Around the Table with Cori Fleser

Three Questions with the Make Room Email Newsletter

Around the Table is a three-question interview series from the Make Room email newsletter. Each edition features a conversation with a peer in the national security community to learn about their expertise and experience in the sector.

Cori Fleser is a senior specialist at Forge Group LLC and a nonresident senior fellow at the Atlantic Council. The views expressed are those of the author and do not reflect the position of Forge Group or the Atlantic Council.

What first inspired you to pursue a career focused on women, peace, and security (WPS) policy?

Gender and security has fascinated me since college but it took me a few years to establish my WPS career within the Department of Defense (DoD)—the positions didn’t exist at the time I finished grad school in 2011. During my undergraduate and graduate school career, I focused my research on the different impacts of conflict on people based on their gender and specifically the disproportionate impact of conflict on women. I had also worked on domestic gender issues at local nonprofits in Florida and Texas during the four years between undergrad and grad school in an effort to start my career on these issues but was missing the international security connection. It wasn’t until the first time I was on the Joint Staff in 2015, that I saw a clearer path to pursue WPS as a career option within the DoD. I attended a presentation at the National Defense University by the first military gender advisor at NATO Allied Command Operations. Her brief effectively operationalized all the theory I’d learned in school with actions for defense and military institutions. She was truly working at the nexus of gender and international security—putting the theory into practice—and this was definitely an “if you can see it, you can be it” moment in my career.

What are the most pertinent issues facing WPS today?

From a national security perspective, there are three issues I’d highlight. The first is the gendered impact of kinetic military capabilities on civilian populations. This is something civil society organizations have highlighted for years, and the DoD has a real opportunity to address it as it implements its civilian harm mitigation action plan. The second is the relationship between gender and climate change–accelerated security threats. We know the effects of climate change impact people differently and are a threat to international security. I think the next step is scoping the role of defense and military institutions in addressing the gender-climate-security nexus. This scoping will be difficult given the DoD's unique authorities but it is necessary. Finally, I’d be remiss if I didn’t emphasize the important role of WPS in out-competing China and constraining Russia. WPS is a framework that links gender equality to security outcomes. Upholding WPS commitments is one key way the United States and our allies help create the international world order where democracy, human rights, and the rule of law prevail.

What advice do you have for someone who is early in their career?
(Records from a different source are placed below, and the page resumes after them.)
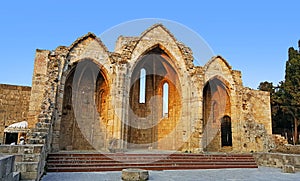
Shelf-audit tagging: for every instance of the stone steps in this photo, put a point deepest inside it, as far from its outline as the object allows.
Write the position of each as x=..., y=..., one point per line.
x=96, y=162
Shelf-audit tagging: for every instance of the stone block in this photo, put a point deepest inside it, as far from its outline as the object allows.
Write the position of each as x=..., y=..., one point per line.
x=29, y=175
x=288, y=169
x=133, y=174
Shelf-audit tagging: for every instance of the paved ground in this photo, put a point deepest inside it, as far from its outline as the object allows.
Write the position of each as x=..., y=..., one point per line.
x=262, y=173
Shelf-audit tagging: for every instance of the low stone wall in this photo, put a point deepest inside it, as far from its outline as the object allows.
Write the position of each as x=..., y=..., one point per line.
x=29, y=160
x=6, y=167
x=277, y=160
x=14, y=104
x=287, y=148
First, I'd say there is no one “right” path to be successful in your national security career. I think the national security sector is transitioning away from careers being 20 years at one organization. Many of us are making career moves between government organizations, academia, think tanks, and the private sector, for example. This means there is no linear trajectory that you should follow or a series of sequential steps that you must take in the “right” order to be successful in your career. Whether you are in grad school, an internship, or making a mid-career change, what you’re doing right now is a step in the right direction for your national security career that you will be able to draw upon in the future—even if it doesn’t feel that way right now. It is okay to not know what your full career path will look like.
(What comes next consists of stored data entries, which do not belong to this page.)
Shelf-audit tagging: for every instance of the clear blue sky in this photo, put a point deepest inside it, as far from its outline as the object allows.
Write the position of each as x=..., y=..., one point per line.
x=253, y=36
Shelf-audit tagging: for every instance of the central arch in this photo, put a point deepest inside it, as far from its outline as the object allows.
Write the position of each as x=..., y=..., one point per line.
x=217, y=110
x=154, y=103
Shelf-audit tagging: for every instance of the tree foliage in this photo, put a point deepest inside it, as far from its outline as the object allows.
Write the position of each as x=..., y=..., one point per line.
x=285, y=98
Second, I'd recommend establishing work-life harmonization boundaries early on in your career that you can build upon later as your career progresses. I use the word harmonization here because work-life balance implies work and other things in your life are of equal weight and importance. For me personally, I realized this was not an accurate characterization, particularly once I had children (currently a 7-week-old and a 2-year-old). Whether its partners, friends, pets, hobbies—whatever it is that is important to you outside of your professional life—consider how you can adapt your professional life as much as you may be inclined to make your personal life adapt to the tempo of your career. Ask for flexible work arrangements, new benefits, salary increases, or changes in your portfolio, etc., to help you make room for the other priorities in your life.